Open Nithyavasudevan opened 10 years ago
Difficulties with CTPEC on Name/Title/Descriptions all being used for names/labels, probably involved here.
It looks like this is we just have some bad test data here, it looks like the dataset wasn't cleared out before this new one was collected.
If you look at the dataset name (in the second screenshot) it ends in ba92 which would be the final four characters of the dataset id.
In the first screenshot it there is not 'ba92' anywhere in the dataset id, this means the two screenshots are completly unrelated. Now that we have repointed to UAT it will be worth retesting if this is still a problem
@Nithyavasudevan can you re-test this, once we have clean data (post MS deploy, post our reset)
will do. what was the actual fix done please? So u understand what to test and also impact?
we will discuss this on the call
Note. Not bad data. Note the file name in first and second screenshot
OK, this was more complex than expected and the potential fix might not be entirely satisfying. The way custom fields in resources are handled in CKAN, any field not part of the main schema will be added to the main object before creating / updating, eg:
{
"Title": "Some file",
"Quality": 1,
"Metadata": {
"custom_field": "custom value"
}
...
}
Gets translated into this CKAN equivalent:
{
"name": "Some file",
"quality": 1,
"custom_field": "custom value",
...
}
Note that the platform field Title
is named name
in CKAN. If a custom field is using this key, it will incorrectly replace the Title
one:
{
"Title": "Some file",
"Quality": 1,
"Metadata": {
"name": "custom value"
}
...
}
will turn into:
{
"name": "custom value",
"quality": 1,
...
}
We can prevent custom fields with reserved keywords from being imported (eg ignore any custom field with a name
key). This is a good idea anyway to prevent changing fields like the url, type, etc via custom fields, but it will mean that right now on some edge cases datasets in the platform and on CKAN have different custom fields. This is the only compromise we can apply at this point.
@amercader when you say prevent it from being imported, do you mean stop user from creating these on ckan?
So this happens at ALL levels for custom metadata. Everything in the hierarchy (as it may be a serialized lightweight object rather than a single key/value pair) is normalized to a scalar key/value dictionary list??

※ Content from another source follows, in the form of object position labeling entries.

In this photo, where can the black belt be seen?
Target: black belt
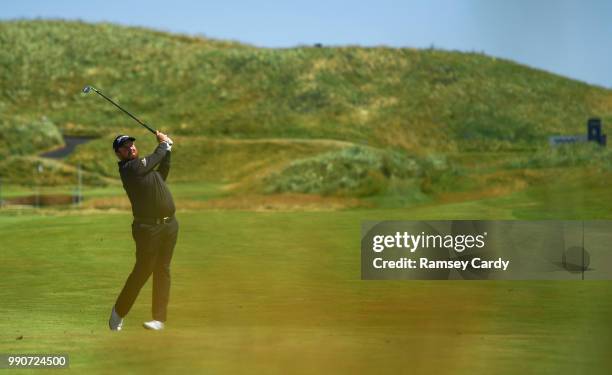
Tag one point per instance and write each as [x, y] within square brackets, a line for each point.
[153, 220]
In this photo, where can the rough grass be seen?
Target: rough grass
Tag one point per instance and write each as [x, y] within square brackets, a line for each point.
[356, 171]
[21, 135]
[418, 100]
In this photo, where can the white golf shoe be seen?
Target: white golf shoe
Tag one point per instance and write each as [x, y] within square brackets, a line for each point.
[115, 322]
[154, 325]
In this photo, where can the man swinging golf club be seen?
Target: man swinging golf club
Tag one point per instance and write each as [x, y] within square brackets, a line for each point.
[154, 228]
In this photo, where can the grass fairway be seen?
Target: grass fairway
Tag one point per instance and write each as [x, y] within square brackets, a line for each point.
[281, 293]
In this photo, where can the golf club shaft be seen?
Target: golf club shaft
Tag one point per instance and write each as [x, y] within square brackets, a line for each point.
[124, 111]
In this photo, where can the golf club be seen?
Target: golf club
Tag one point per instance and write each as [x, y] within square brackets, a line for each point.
[88, 88]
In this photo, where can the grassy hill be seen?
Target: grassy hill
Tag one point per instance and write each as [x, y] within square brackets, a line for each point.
[261, 116]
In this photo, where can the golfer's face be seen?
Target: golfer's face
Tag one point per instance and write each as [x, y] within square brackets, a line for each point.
[128, 151]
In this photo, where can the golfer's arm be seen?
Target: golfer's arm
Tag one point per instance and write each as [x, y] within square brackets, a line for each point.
[164, 166]
[148, 163]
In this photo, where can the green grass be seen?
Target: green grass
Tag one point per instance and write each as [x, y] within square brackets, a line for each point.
[281, 292]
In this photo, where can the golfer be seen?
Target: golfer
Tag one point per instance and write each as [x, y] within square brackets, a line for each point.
[154, 228]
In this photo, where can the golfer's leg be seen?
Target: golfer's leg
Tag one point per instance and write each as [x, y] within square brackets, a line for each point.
[145, 263]
[161, 272]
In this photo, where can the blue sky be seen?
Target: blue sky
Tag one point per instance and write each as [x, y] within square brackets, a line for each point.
[567, 37]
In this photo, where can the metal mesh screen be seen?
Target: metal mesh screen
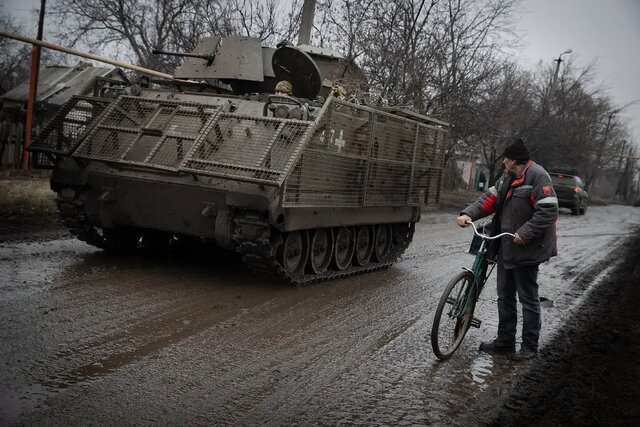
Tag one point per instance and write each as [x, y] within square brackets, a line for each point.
[361, 157]
[147, 132]
[72, 122]
[248, 148]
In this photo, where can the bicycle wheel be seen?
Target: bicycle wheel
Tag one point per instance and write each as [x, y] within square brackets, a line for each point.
[453, 319]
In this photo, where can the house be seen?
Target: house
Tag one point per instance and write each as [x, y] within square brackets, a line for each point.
[56, 85]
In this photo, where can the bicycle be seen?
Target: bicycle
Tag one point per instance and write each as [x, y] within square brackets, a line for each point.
[454, 315]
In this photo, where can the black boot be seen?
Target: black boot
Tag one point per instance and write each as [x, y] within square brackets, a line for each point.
[497, 347]
[525, 353]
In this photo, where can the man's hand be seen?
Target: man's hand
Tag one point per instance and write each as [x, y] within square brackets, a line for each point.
[519, 240]
[462, 220]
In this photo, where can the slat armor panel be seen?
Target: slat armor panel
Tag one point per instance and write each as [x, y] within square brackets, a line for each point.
[359, 157]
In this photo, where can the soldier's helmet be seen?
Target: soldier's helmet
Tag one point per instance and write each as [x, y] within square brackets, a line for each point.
[284, 86]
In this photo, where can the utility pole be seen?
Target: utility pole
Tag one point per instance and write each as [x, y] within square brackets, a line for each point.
[33, 87]
[554, 82]
[308, 11]
[601, 149]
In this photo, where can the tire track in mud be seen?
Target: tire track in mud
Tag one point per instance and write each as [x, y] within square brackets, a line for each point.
[568, 384]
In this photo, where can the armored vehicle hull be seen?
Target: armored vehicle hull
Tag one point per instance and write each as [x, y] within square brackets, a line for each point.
[304, 190]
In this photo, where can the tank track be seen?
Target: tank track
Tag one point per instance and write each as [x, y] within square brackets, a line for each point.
[259, 254]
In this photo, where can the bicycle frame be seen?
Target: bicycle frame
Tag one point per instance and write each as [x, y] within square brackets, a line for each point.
[481, 272]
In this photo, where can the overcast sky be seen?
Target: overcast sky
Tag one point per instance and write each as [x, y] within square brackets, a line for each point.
[605, 31]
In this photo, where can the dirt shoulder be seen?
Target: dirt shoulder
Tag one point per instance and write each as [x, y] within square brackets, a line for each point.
[588, 374]
[27, 204]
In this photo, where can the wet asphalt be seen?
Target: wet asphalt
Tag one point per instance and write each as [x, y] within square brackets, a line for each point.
[194, 338]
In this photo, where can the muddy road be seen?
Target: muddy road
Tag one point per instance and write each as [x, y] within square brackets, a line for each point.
[194, 338]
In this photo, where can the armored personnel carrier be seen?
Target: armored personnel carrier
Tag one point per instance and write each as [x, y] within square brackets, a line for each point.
[305, 187]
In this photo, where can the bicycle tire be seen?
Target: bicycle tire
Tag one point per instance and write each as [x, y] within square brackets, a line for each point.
[448, 332]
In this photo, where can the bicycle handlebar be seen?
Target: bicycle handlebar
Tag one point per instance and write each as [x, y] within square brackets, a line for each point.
[485, 236]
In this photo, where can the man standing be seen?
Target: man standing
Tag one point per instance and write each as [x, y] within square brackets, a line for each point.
[526, 205]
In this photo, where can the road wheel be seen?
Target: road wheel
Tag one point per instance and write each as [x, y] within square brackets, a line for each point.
[345, 246]
[321, 250]
[382, 246]
[364, 244]
[293, 252]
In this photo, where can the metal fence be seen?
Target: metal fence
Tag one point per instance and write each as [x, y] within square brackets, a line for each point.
[67, 129]
[359, 157]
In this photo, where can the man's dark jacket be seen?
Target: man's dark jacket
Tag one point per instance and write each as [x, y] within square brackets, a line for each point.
[529, 206]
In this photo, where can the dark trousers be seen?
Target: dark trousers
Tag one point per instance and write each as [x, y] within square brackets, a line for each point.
[522, 281]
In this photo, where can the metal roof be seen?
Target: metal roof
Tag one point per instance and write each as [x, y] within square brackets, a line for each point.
[57, 84]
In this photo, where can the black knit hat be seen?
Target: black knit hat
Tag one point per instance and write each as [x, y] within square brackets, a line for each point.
[518, 150]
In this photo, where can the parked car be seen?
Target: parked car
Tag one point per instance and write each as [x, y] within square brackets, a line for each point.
[571, 193]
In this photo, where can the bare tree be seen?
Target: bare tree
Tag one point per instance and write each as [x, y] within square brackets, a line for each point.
[14, 56]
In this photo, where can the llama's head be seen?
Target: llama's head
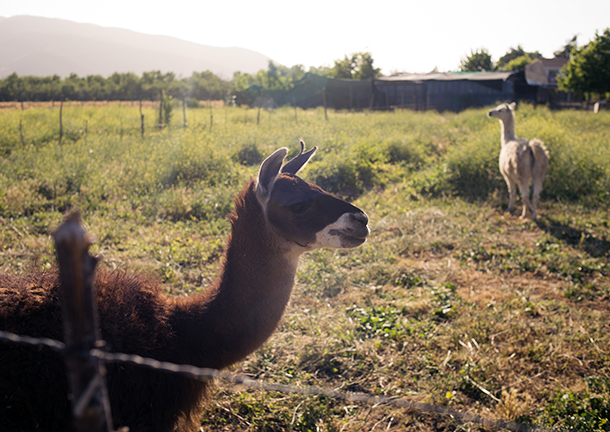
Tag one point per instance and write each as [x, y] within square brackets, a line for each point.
[302, 214]
[503, 111]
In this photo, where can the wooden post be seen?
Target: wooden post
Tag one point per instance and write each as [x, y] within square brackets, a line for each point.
[184, 111]
[324, 102]
[211, 116]
[21, 132]
[351, 104]
[90, 406]
[141, 119]
[161, 109]
[61, 124]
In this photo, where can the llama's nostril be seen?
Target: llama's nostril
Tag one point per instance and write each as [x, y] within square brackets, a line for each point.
[360, 217]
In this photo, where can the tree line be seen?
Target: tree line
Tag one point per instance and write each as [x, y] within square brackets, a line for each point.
[587, 72]
[154, 84]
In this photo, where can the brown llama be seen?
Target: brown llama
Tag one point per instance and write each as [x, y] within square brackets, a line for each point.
[522, 161]
[276, 218]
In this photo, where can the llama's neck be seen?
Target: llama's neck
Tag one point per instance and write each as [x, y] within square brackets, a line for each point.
[508, 129]
[243, 308]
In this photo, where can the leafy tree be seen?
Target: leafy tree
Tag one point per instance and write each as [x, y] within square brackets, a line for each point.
[514, 54]
[479, 60]
[588, 70]
[344, 68]
[519, 63]
[364, 67]
[565, 51]
[358, 66]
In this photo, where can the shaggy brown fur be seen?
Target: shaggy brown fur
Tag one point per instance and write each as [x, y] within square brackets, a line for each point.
[213, 329]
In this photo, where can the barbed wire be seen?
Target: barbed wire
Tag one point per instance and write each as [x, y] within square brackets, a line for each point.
[238, 380]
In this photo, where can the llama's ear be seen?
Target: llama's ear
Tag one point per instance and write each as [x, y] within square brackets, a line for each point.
[299, 161]
[268, 172]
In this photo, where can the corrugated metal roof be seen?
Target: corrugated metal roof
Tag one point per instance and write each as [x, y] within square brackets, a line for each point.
[449, 76]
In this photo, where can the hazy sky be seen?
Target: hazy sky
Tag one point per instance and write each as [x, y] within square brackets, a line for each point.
[403, 36]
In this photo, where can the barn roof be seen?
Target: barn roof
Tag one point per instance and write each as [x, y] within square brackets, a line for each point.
[448, 76]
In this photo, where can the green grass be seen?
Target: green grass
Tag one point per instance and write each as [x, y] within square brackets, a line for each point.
[450, 301]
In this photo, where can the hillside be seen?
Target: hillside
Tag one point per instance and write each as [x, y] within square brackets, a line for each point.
[45, 46]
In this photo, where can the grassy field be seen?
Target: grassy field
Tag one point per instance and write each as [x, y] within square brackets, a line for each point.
[451, 301]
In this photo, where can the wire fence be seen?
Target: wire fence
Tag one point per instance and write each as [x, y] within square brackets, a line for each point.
[237, 380]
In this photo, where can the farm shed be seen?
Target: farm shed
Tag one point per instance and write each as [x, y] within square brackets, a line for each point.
[451, 91]
[311, 90]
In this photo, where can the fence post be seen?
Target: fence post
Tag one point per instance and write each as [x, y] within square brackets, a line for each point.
[21, 132]
[211, 116]
[141, 119]
[90, 406]
[61, 125]
[324, 102]
[184, 111]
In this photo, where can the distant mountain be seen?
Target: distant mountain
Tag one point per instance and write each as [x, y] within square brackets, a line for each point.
[46, 46]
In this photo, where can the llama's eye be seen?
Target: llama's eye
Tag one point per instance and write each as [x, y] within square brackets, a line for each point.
[299, 208]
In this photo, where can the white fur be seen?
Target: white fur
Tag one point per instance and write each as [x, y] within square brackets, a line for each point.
[521, 161]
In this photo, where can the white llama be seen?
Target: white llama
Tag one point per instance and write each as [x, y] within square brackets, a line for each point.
[521, 161]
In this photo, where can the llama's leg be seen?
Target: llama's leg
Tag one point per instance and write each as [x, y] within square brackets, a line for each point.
[535, 196]
[512, 191]
[525, 196]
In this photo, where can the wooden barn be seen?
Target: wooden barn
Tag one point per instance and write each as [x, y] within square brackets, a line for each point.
[451, 91]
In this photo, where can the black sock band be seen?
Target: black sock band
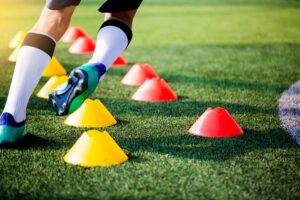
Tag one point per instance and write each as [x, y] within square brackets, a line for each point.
[120, 25]
[40, 41]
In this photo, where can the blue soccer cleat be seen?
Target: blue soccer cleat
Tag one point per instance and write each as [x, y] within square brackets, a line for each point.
[82, 82]
[10, 130]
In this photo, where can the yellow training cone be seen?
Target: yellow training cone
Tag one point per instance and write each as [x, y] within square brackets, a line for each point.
[14, 55]
[92, 113]
[54, 68]
[95, 148]
[53, 83]
[17, 40]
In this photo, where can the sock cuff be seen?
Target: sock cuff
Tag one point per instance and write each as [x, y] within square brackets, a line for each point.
[40, 41]
[121, 25]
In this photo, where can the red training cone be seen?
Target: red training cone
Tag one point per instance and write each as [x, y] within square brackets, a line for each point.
[120, 61]
[138, 74]
[72, 34]
[83, 45]
[155, 90]
[216, 123]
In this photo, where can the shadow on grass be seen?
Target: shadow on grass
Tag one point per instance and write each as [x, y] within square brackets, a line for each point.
[200, 148]
[182, 107]
[224, 83]
[30, 141]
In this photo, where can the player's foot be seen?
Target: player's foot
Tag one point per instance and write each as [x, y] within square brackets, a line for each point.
[10, 130]
[69, 96]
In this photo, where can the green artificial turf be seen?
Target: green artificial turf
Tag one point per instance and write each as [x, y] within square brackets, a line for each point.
[240, 55]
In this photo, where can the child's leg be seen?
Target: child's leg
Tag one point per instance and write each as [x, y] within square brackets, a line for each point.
[35, 53]
[113, 37]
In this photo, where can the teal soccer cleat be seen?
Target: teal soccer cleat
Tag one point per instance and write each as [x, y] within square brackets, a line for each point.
[82, 82]
[10, 130]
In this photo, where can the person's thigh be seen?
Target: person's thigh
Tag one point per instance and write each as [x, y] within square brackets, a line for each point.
[111, 6]
[59, 4]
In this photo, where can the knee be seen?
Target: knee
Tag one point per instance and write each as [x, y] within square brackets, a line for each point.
[54, 22]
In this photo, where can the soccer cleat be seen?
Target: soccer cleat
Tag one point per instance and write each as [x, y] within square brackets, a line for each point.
[10, 130]
[69, 96]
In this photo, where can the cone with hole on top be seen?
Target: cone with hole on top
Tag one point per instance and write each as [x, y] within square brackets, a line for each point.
[14, 55]
[138, 74]
[54, 68]
[92, 113]
[17, 40]
[51, 84]
[95, 148]
[216, 123]
[83, 45]
[155, 90]
[72, 34]
[120, 62]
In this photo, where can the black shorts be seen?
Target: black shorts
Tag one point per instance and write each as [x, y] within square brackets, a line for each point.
[109, 6]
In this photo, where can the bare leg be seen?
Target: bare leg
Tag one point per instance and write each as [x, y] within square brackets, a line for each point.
[54, 22]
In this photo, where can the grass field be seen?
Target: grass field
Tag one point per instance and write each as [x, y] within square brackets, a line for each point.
[240, 55]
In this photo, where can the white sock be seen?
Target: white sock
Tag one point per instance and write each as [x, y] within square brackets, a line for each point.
[34, 55]
[112, 39]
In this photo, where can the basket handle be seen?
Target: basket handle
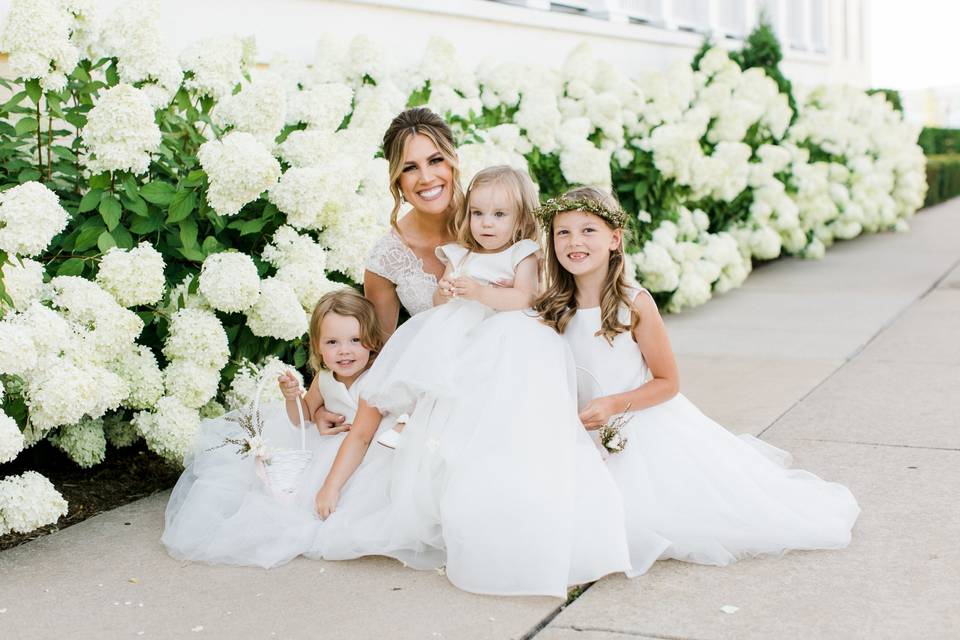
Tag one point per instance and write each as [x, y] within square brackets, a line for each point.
[302, 425]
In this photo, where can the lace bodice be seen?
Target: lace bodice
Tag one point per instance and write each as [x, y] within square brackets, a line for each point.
[392, 259]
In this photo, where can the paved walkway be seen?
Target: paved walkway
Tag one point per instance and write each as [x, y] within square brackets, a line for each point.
[852, 363]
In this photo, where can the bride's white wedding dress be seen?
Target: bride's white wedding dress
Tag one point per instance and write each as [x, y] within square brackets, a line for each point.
[495, 477]
[712, 496]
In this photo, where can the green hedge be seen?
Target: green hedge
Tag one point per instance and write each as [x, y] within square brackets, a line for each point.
[943, 178]
[937, 141]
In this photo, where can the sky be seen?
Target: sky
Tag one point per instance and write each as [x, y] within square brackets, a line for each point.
[916, 44]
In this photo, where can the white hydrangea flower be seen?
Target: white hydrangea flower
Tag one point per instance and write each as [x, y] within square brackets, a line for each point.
[197, 335]
[36, 34]
[170, 430]
[239, 169]
[109, 328]
[18, 355]
[131, 33]
[312, 197]
[119, 432]
[84, 442]
[243, 389]
[11, 438]
[133, 276]
[23, 280]
[322, 107]
[258, 109]
[229, 281]
[139, 369]
[216, 65]
[67, 392]
[301, 263]
[190, 383]
[278, 313]
[27, 502]
[30, 216]
[121, 131]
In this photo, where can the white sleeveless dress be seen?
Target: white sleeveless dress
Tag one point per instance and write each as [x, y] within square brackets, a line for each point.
[498, 481]
[712, 496]
[220, 511]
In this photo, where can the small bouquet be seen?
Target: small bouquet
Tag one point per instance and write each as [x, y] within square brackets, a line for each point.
[252, 442]
[610, 436]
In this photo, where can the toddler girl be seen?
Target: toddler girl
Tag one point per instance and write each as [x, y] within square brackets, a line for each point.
[709, 496]
[494, 477]
[220, 510]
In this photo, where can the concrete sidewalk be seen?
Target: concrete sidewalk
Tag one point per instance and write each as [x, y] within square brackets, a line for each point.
[851, 363]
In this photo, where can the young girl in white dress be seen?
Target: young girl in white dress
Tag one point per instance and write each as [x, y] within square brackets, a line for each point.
[710, 496]
[222, 512]
[494, 477]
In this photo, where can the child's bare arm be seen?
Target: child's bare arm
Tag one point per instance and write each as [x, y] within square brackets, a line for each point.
[350, 455]
[519, 296]
[652, 339]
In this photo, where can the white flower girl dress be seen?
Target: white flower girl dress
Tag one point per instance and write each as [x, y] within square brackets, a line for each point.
[221, 511]
[495, 477]
[712, 496]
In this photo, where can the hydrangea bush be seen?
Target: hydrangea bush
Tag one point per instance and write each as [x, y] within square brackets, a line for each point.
[167, 222]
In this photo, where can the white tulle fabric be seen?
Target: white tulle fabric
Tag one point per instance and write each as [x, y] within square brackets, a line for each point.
[712, 496]
[422, 354]
[221, 513]
[498, 482]
[392, 259]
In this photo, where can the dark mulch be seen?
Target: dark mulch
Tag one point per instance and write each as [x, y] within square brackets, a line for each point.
[125, 475]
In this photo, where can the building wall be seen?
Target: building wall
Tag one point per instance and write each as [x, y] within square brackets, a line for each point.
[836, 47]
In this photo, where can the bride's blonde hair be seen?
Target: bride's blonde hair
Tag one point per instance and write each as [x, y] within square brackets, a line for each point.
[558, 302]
[407, 124]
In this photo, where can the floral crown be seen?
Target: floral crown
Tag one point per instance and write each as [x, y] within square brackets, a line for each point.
[545, 213]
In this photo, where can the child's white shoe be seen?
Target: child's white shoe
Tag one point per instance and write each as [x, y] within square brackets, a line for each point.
[389, 438]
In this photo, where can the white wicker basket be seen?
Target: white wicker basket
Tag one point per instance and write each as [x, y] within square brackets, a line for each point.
[281, 470]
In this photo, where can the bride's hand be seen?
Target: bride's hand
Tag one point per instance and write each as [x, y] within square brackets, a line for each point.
[446, 287]
[467, 288]
[326, 502]
[598, 413]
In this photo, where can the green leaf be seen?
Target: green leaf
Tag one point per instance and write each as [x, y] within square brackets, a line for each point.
[110, 210]
[122, 237]
[182, 206]
[105, 242]
[194, 255]
[34, 90]
[90, 200]
[158, 192]
[71, 267]
[26, 125]
[210, 245]
[112, 76]
[188, 233]
[100, 181]
[143, 226]
[88, 237]
[130, 187]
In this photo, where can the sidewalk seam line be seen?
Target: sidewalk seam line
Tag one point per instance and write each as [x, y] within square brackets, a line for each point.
[866, 344]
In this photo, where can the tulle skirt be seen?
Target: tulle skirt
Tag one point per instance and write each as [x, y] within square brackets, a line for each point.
[717, 497]
[499, 482]
[221, 512]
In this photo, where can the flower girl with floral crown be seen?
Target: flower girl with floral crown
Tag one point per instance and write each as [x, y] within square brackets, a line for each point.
[223, 511]
[710, 496]
[494, 477]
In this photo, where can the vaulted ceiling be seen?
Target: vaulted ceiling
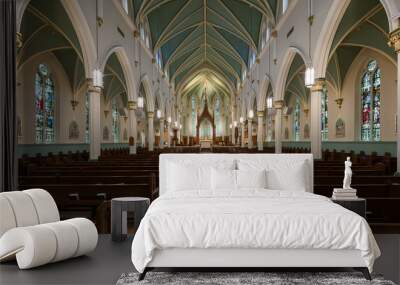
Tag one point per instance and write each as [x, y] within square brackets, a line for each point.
[46, 28]
[210, 35]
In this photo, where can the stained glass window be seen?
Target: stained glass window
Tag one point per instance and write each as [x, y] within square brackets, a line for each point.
[371, 103]
[115, 121]
[324, 114]
[296, 120]
[87, 117]
[217, 116]
[194, 116]
[44, 105]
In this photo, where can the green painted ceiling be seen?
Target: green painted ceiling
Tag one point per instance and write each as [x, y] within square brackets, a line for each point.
[114, 80]
[364, 25]
[196, 33]
[46, 28]
[295, 81]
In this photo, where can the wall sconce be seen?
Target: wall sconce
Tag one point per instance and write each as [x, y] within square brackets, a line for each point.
[309, 77]
[339, 101]
[98, 78]
[251, 114]
[140, 102]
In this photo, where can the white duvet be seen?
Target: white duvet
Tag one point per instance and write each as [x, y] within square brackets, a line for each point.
[253, 218]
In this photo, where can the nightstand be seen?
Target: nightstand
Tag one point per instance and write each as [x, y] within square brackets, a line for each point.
[358, 206]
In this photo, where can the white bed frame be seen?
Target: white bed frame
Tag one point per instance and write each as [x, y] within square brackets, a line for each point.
[250, 258]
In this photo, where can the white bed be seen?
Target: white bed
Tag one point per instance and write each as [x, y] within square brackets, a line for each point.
[222, 225]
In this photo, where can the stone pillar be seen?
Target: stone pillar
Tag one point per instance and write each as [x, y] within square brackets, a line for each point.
[233, 134]
[161, 132]
[395, 43]
[278, 125]
[249, 133]
[132, 126]
[169, 133]
[266, 127]
[315, 119]
[94, 121]
[150, 121]
[242, 127]
[260, 135]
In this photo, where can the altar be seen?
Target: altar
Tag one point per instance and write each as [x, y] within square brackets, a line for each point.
[205, 143]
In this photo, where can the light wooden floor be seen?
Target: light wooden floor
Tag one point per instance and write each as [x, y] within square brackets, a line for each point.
[111, 259]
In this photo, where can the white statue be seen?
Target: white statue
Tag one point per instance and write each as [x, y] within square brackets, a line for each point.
[347, 174]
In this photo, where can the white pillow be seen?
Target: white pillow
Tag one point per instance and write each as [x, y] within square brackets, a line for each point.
[182, 177]
[293, 177]
[223, 179]
[251, 178]
[282, 174]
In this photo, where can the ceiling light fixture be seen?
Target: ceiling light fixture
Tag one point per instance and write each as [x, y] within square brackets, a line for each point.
[309, 74]
[97, 73]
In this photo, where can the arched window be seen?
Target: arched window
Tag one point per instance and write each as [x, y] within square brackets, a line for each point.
[324, 114]
[87, 117]
[115, 121]
[285, 4]
[371, 103]
[194, 115]
[217, 116]
[44, 105]
[296, 120]
[125, 6]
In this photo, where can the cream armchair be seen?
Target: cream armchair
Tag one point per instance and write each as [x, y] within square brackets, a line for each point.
[31, 230]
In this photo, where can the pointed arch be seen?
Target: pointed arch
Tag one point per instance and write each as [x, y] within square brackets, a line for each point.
[279, 92]
[126, 68]
[262, 94]
[82, 30]
[148, 90]
[333, 19]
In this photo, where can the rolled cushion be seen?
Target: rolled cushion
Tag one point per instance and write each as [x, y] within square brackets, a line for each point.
[32, 246]
[87, 235]
[23, 208]
[67, 240]
[45, 205]
[7, 218]
[37, 245]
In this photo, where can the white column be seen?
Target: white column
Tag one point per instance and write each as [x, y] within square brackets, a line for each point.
[260, 141]
[315, 119]
[249, 133]
[242, 127]
[233, 134]
[398, 106]
[395, 43]
[150, 121]
[266, 128]
[278, 125]
[94, 122]
[169, 134]
[161, 132]
[132, 126]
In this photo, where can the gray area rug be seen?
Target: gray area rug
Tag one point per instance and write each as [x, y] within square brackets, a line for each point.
[243, 278]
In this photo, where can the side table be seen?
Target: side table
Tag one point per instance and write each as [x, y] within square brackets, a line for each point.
[119, 214]
[358, 206]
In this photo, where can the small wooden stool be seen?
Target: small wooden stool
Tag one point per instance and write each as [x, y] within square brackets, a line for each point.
[119, 214]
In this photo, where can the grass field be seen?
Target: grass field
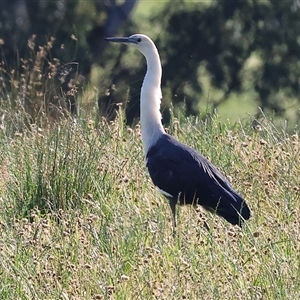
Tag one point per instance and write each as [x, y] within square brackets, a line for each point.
[80, 218]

Even with a basic approach to using namespaces "custommetadata.name" which is a 5 minute job, it seems this will not work as everything is normalized to a single key/value list. Very limiting indeed if the case. You'd need to convert to "level.custommetadata.name" as the key to get near to this working well.
My question is, you can't use "name" in the custom metadata as it clashes with the core metadata - which i get.
However, within the metadata, if i use the key "testkey" for two different objects serialized in the JSON, will i only get the value for one of them? e.g.
{ "title":"steven", "Metadata": {
"source": {
"email":"a@b.com",
"phone":"999"
},
"approver": {
"email":"c@d.com",
"phone":"111"
}
}
}
So this happens at ALL levels for custom metadata. Everything in the hierarchy (as it may be a serialized lightweight object rather than a single key/value pair) is normalized to a scalar key/value dictionary list??
However, within the metadata, if i use the key "testkey" for two different objects serialized in the JSON, will i only get the value for one of them? e.g.
I'm afraid I don't know what you mean in both your comments
Custom field values are serialized as a string so if you input a JSON object it will get serialized as such:
"title": "steven",
"approver": "{\"email\":\"a@b.com\", \"phone\":\"999\"}",
"source": "{\"email\":\"a@b.com\", \"phone\":\"999\"}",
...
See eg:
https://ckanfrontend.cloudapp.net/dataset/dataset-uat-9-9
Even with a basic approach to using namespaces "custommetadata.name" which is a 5 minute job, it seems this will not work as everything is normalized to a single key/value list. Very limiting indeed if the case. You'd need to convert to "level.custommetadata.name" as the key to get near to this working well.
As I mentioned before this can be done, but it is not a 5 minute job. I don't think we would need the level.custommetadata.name
approach at all, because as I mentioned all values get serialized as strings.
Glad to hear it is serialized as a string - this is what I was hoping.
I was actually using your example where you said "any field not part of the main schema will be added to the main object before creating / updating" which doesn't sound technically true given your statement above says "Custom field values are serialized as a string".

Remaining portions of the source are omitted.